Direct ink writing of porous Fe scaffolds for bone implants: Pore size evolution and effect on degradation and mechanical properties

Existing research suggested 300∼600 μm as the optimal pore size range for metallic bone implants. The human bones, however, have numerous pores smaller than 300 μm for bone ingrowth, cell growth and migration, fluid flow, and so forth. The bone implant with such small-sized pores has been rarely manufactured and its property is unclear. In the paper, biodegradable Fe scaffolds of different pore sizes (50 μm, 100 μm, 150 μm, 200 μm, and 300 μm) were fabricated by direct ink writing (DIW) with subsequent sintering. The interconnected pores of all scaffolds are highly precise and have no residual powders. The in-vitro degradation and compression tests were conducted on the scaffolds to evaluate the effect of pore size on degradation and mechanical behaviors, respectively.
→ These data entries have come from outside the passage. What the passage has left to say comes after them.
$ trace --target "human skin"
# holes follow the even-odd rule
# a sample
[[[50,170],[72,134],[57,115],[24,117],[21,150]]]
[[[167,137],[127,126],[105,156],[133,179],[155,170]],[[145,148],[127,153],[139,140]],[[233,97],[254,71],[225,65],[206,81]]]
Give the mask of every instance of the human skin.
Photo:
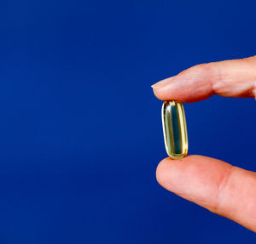
[[[213,94],[256,98],[256,56],[191,67],[152,86],[161,100],[196,102]],[[256,173],[198,155],[166,158],[160,184],[256,232]]]

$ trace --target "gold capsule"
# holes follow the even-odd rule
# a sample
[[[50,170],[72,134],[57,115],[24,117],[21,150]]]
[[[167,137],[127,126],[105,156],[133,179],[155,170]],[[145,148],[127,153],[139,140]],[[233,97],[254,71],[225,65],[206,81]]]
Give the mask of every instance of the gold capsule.
[[[180,159],[188,153],[188,133],[184,108],[177,101],[165,101],[162,105],[162,123],[166,150],[172,159]]]

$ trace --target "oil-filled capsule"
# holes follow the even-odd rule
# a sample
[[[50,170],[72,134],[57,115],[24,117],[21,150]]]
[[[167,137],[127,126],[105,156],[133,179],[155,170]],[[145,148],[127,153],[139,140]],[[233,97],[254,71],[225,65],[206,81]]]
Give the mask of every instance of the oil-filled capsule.
[[[162,123],[166,150],[172,159],[180,159],[188,153],[188,133],[184,108],[177,101],[165,101],[162,105]]]

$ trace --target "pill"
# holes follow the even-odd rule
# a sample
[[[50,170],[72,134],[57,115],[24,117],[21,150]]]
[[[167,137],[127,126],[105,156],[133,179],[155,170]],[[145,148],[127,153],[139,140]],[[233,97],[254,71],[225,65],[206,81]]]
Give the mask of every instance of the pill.
[[[181,159],[188,153],[188,133],[184,107],[177,101],[165,101],[162,123],[167,155]]]

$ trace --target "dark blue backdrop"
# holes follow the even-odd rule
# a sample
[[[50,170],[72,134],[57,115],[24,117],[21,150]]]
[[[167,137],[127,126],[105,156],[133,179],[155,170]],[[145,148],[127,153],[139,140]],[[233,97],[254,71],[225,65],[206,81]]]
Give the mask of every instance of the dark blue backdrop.
[[[150,85],[256,54],[255,1],[0,2],[1,243],[253,243],[162,189]],[[189,153],[256,171],[255,101],[184,105]]]

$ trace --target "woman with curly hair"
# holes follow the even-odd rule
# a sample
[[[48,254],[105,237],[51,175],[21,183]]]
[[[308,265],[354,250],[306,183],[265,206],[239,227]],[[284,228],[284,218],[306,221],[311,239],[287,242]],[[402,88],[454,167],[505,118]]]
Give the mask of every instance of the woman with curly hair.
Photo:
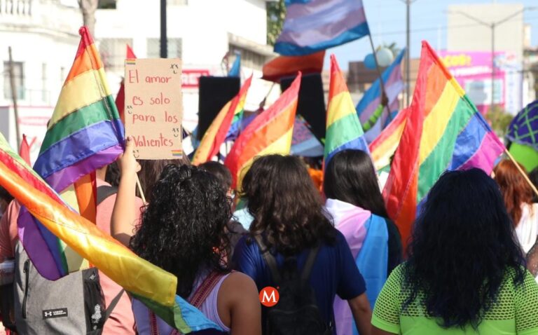
[[[294,294],[305,298],[303,291],[282,289],[278,305],[262,310],[265,334],[335,334],[333,301],[338,295],[348,301],[360,334],[368,334],[371,311],[364,280],[345,239],[328,219],[319,193],[299,158],[280,155],[257,158],[243,179],[241,196],[247,199],[254,219],[249,235],[235,248],[237,269],[252,278],[259,290],[268,286],[284,287],[301,274],[315,292],[317,310],[312,313],[319,315],[310,323],[323,324],[315,331],[307,331],[304,327],[309,322],[301,319],[306,317],[304,315],[290,320],[285,316],[289,311],[282,310],[280,315],[273,312],[289,306]],[[289,327],[284,324],[287,322],[293,324],[293,331],[282,329]],[[276,329],[280,332],[273,332]]]
[[[387,277],[401,262],[401,242],[388,219],[370,156],[352,149],[335,154],[325,168],[323,189],[326,208],[350,245],[373,306]],[[334,311],[338,333],[350,334],[353,318],[347,301],[336,298]]]
[[[538,284],[483,171],[443,175],[412,238],[375,302],[372,334],[538,334]]]
[[[495,179],[501,188],[504,205],[516,230],[521,249],[525,254],[538,236],[538,204],[532,203],[532,189],[527,184],[516,164],[501,160],[493,170]],[[525,168],[520,164],[525,171]]]
[[[131,208],[140,168],[132,156],[133,147],[132,139],[127,139],[119,160],[121,179],[112,235],[143,259],[176,275],[176,293],[193,303],[226,334],[259,334],[256,286],[248,276],[230,273],[224,261],[229,247],[225,228],[231,212],[219,180],[195,167],[165,167],[153,185],[151,201],[133,235],[134,213]],[[200,294],[205,291],[209,294]],[[192,301],[198,298],[199,301]],[[153,334],[151,329],[156,328],[162,334],[173,331],[136,300],[133,311],[139,334]]]

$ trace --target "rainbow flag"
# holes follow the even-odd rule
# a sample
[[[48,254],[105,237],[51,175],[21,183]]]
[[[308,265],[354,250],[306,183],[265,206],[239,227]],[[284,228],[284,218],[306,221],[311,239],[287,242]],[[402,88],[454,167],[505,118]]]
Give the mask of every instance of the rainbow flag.
[[[404,89],[404,80],[401,78],[401,60],[406,53],[404,48],[398,54],[392,64],[381,75],[385,83],[385,94],[389,100],[388,108],[391,113],[399,109],[398,95]],[[390,121],[390,116],[387,113],[387,108],[381,111],[379,116],[375,115],[378,107],[381,103],[381,86],[379,78],[375,79],[370,88],[364,93],[361,101],[357,104],[359,119],[366,131],[364,137],[371,143],[381,132],[387,122]],[[373,122],[373,125],[366,127],[365,125]]]
[[[263,65],[261,78],[280,83],[282,78],[292,77],[299,71],[303,74],[320,74],[324,59],[324,50],[304,56],[278,56]]]
[[[219,153],[221,144],[228,135],[233,123],[241,122],[247,93],[252,81],[252,76],[247,79],[239,93],[222,107],[211,125],[207,128],[193,158],[193,164],[198,165],[205,163]]]
[[[327,106],[325,165],[338,151],[356,149],[368,152],[361,123],[334,55],[331,55],[331,82]]]
[[[443,172],[479,168],[489,174],[504,150],[426,41],[410,109],[383,191],[404,244],[418,206]]]
[[[103,64],[85,27],[73,66],[58,98],[34,170],[90,221],[95,221],[95,171],[123,152],[123,125],[106,84]],[[26,209],[18,219],[19,237],[44,278],[54,280],[88,268]]]
[[[386,169],[390,165],[390,158],[400,144],[401,133],[404,132],[410,111],[409,109],[400,111],[392,122],[370,144],[370,154],[373,166],[378,171]]]
[[[43,228],[88,259],[171,326],[184,334],[208,328],[219,329],[200,310],[176,295],[177,278],[174,275],[139,257],[93,223],[71,210],[11,149],[1,134],[0,185],[42,223]]]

The results indicate that a decrease in pore size leads to an increase in degradation rate, from 0.0423 ± 0.0014 to 0.0433 ± 0.0035 mm/year, with the exception of the 50 μm scaffolds which exhibit the lowest value of 0.0052 ± 0.0018 mm/year due to clogging by degradation products; meanwhile, both elastic modulus and yield strength rise from 344.8 ± 18.6 MPa to 625.0 ± 52.5 MPa and from 9.5 ± 0.9 MPa to 15.1 ± 0.8 MPa, respectively. The pore size of 100 μm shows the most significant potential for use in Fe bone implants regarding its good degradation and mechanical behaviors. Our work provides new insight into the preferable pore size of metallic bone implants produced by additive manufacturing.